When the Edmonton Oilers signed Ryan Nugent-Hopkins to his new seven-year contract extension, I think most fans were pretty happy with the outcome. Or, at least, I was pretty happy with the outcome. That deal locked a third star forward into a long-term contract, giving Edmonton cost certainty with their best players over the long term while providing the team enough cap flexibility to retain the rest of the talented players on the team and perhaps add a significant player or two.
It's a deal that likely puts some pressure on Nail Yakupov to sign a similar contract, which I think is great for the team. On the downside, it's possible that Justin Schultz's agent uses the deal to put pressure on the Oilers in contract negotiations.
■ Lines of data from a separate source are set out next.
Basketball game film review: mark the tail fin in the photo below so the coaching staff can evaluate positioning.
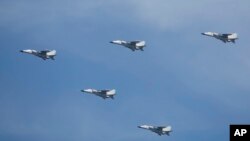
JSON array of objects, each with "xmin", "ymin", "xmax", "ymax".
[
  {"xmin": 163, "ymin": 126, "xmax": 172, "ymax": 132},
  {"xmin": 230, "ymin": 33, "xmax": 238, "ymax": 39},
  {"xmin": 107, "ymin": 89, "xmax": 116, "ymax": 95},
  {"xmin": 164, "ymin": 126, "xmax": 172, "ymax": 136},
  {"xmin": 47, "ymin": 50, "xmax": 56, "ymax": 56},
  {"xmin": 166, "ymin": 126, "xmax": 172, "ymax": 131},
  {"xmin": 136, "ymin": 41, "xmax": 146, "ymax": 47}
]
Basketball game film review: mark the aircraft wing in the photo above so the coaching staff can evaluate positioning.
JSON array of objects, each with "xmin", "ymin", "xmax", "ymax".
[
  {"xmin": 129, "ymin": 41, "xmax": 140, "ymax": 45},
  {"xmin": 156, "ymin": 127, "xmax": 165, "ymax": 131},
  {"xmin": 222, "ymin": 33, "xmax": 232, "ymax": 36},
  {"xmin": 37, "ymin": 55, "xmax": 47, "ymax": 60},
  {"xmin": 100, "ymin": 90, "xmax": 109, "ymax": 93},
  {"xmin": 221, "ymin": 33, "xmax": 232, "ymax": 38},
  {"xmin": 40, "ymin": 50, "xmax": 50, "ymax": 55},
  {"xmin": 157, "ymin": 133, "xmax": 162, "ymax": 136},
  {"xmin": 219, "ymin": 38, "xmax": 227, "ymax": 43},
  {"xmin": 151, "ymin": 129, "xmax": 163, "ymax": 135}
]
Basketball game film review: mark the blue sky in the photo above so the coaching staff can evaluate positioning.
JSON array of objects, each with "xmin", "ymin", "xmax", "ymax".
[{"xmin": 1, "ymin": 0, "xmax": 250, "ymax": 141}]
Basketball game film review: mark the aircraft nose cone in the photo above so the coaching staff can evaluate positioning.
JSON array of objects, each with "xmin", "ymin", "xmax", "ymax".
[
  {"xmin": 110, "ymin": 41, "xmax": 114, "ymax": 43},
  {"xmin": 20, "ymin": 50, "xmax": 24, "ymax": 53},
  {"xmin": 83, "ymin": 89, "xmax": 92, "ymax": 93},
  {"xmin": 138, "ymin": 126, "xmax": 142, "ymax": 128},
  {"xmin": 201, "ymin": 33, "xmax": 205, "ymax": 35}
]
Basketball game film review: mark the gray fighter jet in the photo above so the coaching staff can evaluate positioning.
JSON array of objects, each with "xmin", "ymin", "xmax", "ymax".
[
  {"xmin": 201, "ymin": 32, "xmax": 238, "ymax": 43},
  {"xmin": 110, "ymin": 40, "xmax": 146, "ymax": 51},
  {"xmin": 138, "ymin": 125, "xmax": 172, "ymax": 136},
  {"xmin": 81, "ymin": 89, "xmax": 116, "ymax": 99},
  {"xmin": 20, "ymin": 49, "xmax": 56, "ymax": 60}
]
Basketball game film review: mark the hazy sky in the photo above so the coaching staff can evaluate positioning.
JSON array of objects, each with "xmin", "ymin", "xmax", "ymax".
[{"xmin": 1, "ymin": 0, "xmax": 250, "ymax": 141}]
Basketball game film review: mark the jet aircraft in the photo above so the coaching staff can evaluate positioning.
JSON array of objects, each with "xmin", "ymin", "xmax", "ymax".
[
  {"xmin": 81, "ymin": 89, "xmax": 116, "ymax": 99},
  {"xmin": 110, "ymin": 40, "xmax": 146, "ymax": 51},
  {"xmin": 20, "ymin": 49, "xmax": 56, "ymax": 60},
  {"xmin": 138, "ymin": 125, "xmax": 172, "ymax": 136},
  {"xmin": 201, "ymin": 32, "xmax": 238, "ymax": 43}
]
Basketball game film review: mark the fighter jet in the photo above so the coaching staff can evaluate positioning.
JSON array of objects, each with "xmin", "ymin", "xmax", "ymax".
[
  {"xmin": 201, "ymin": 32, "xmax": 238, "ymax": 43},
  {"xmin": 81, "ymin": 89, "xmax": 116, "ymax": 99},
  {"xmin": 20, "ymin": 49, "xmax": 56, "ymax": 60},
  {"xmin": 138, "ymin": 125, "xmax": 172, "ymax": 136},
  {"xmin": 110, "ymin": 40, "xmax": 146, "ymax": 51}
]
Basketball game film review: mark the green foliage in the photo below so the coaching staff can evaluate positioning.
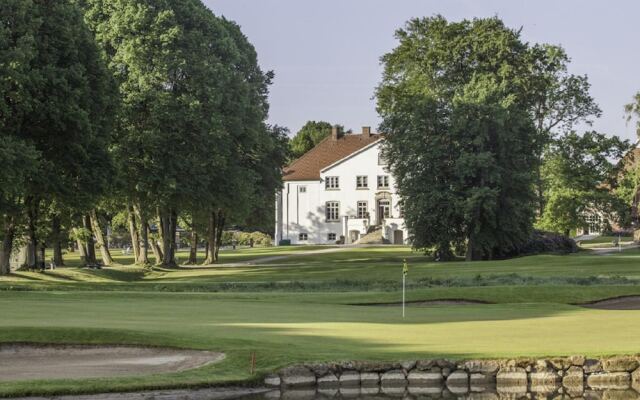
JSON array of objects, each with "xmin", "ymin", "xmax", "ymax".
[
  {"xmin": 376, "ymin": 16, "xmax": 538, "ymax": 260},
  {"xmin": 625, "ymin": 92, "xmax": 640, "ymax": 138},
  {"xmin": 537, "ymin": 131, "xmax": 632, "ymax": 234},
  {"xmin": 289, "ymin": 120, "xmax": 333, "ymax": 158}
]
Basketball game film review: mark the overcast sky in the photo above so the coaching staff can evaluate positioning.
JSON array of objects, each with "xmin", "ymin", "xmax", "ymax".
[{"xmin": 204, "ymin": 0, "xmax": 640, "ymax": 141}]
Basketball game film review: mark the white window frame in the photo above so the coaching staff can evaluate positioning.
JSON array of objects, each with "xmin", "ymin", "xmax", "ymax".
[
  {"xmin": 377, "ymin": 175, "xmax": 389, "ymax": 189},
  {"xmin": 327, "ymin": 233, "xmax": 336, "ymax": 241},
  {"xmin": 378, "ymin": 153, "xmax": 387, "ymax": 166},
  {"xmin": 357, "ymin": 201, "xmax": 368, "ymax": 219},
  {"xmin": 356, "ymin": 176, "xmax": 368, "ymax": 189},
  {"xmin": 325, "ymin": 201, "xmax": 340, "ymax": 222},
  {"xmin": 325, "ymin": 176, "xmax": 339, "ymax": 190},
  {"xmin": 298, "ymin": 233, "xmax": 308, "ymax": 241},
  {"xmin": 298, "ymin": 186, "xmax": 306, "ymax": 193}
]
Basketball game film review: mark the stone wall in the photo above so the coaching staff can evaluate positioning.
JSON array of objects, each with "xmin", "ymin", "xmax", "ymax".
[{"xmin": 264, "ymin": 356, "xmax": 640, "ymax": 395}]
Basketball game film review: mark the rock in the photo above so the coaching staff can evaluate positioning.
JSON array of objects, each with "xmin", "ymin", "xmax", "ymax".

Schultz is often mentioned alongside these other young players, and he may want his pay to reflect it, especially if he puts together another season that sees him near the top of the leaderboard in scoring by a defenseman. The temptation to make things easy and equitable is something the Oilers must try to resist.
In my article on Nugent-Hopkins, I estimated that Justin Schultz could be signed to an extension worth $4.5M. This valuation was challenged by one of our commenters, Chabye, who suggested that Schultz would be more expensive. In order to get an idea of whether or not my estimate was reasonable, I decided to take a closer look at what it might cost to sign Schultz to an extension now.
I began that search by looking for players with a similar offensive performance to Schultz's from last season. That meant looking for defensemen who scored between 0.48 and 0.65 points per game (85% to 115% of Schultz's total) in 2005-06 or later at age 21, 22 or 23 in the season immediately preceding a new contract. I found twelve matches, all of which are included below. I next decided to look at the ice time of each of those players, and have highlighted the four guys who are within one minute of Schultz in ice time per game:
The contract that looks most similar to my suggestion is Slava Voynov's. The other most similar players all signed bridge contracts that paid them between $2.5M and $2.6M, a precedent that provides the Oilers with some decent ammunition in negotiations, and Schultz with some incentive to sign a longer deal at something close to Voynov's rate. He's probably not going to be giving away too many years of unrestricted free agency at that number, but a five or six-year deal does seem possible.
How might this change if the Oilers wait to sign Schultz until after the 2013-14 season? The players above Voynov on this list are all more complete defenders who take on significantly more ice time. If Schultz becomes that kind of player this season, I'll happily discuss paying him more. If Schultz gets the ice time, but gets hammered all year long, that will make negotiations quite a bit more difficult. So long as the coach acts rationally, and I think he will, the Oilers should be in good shape.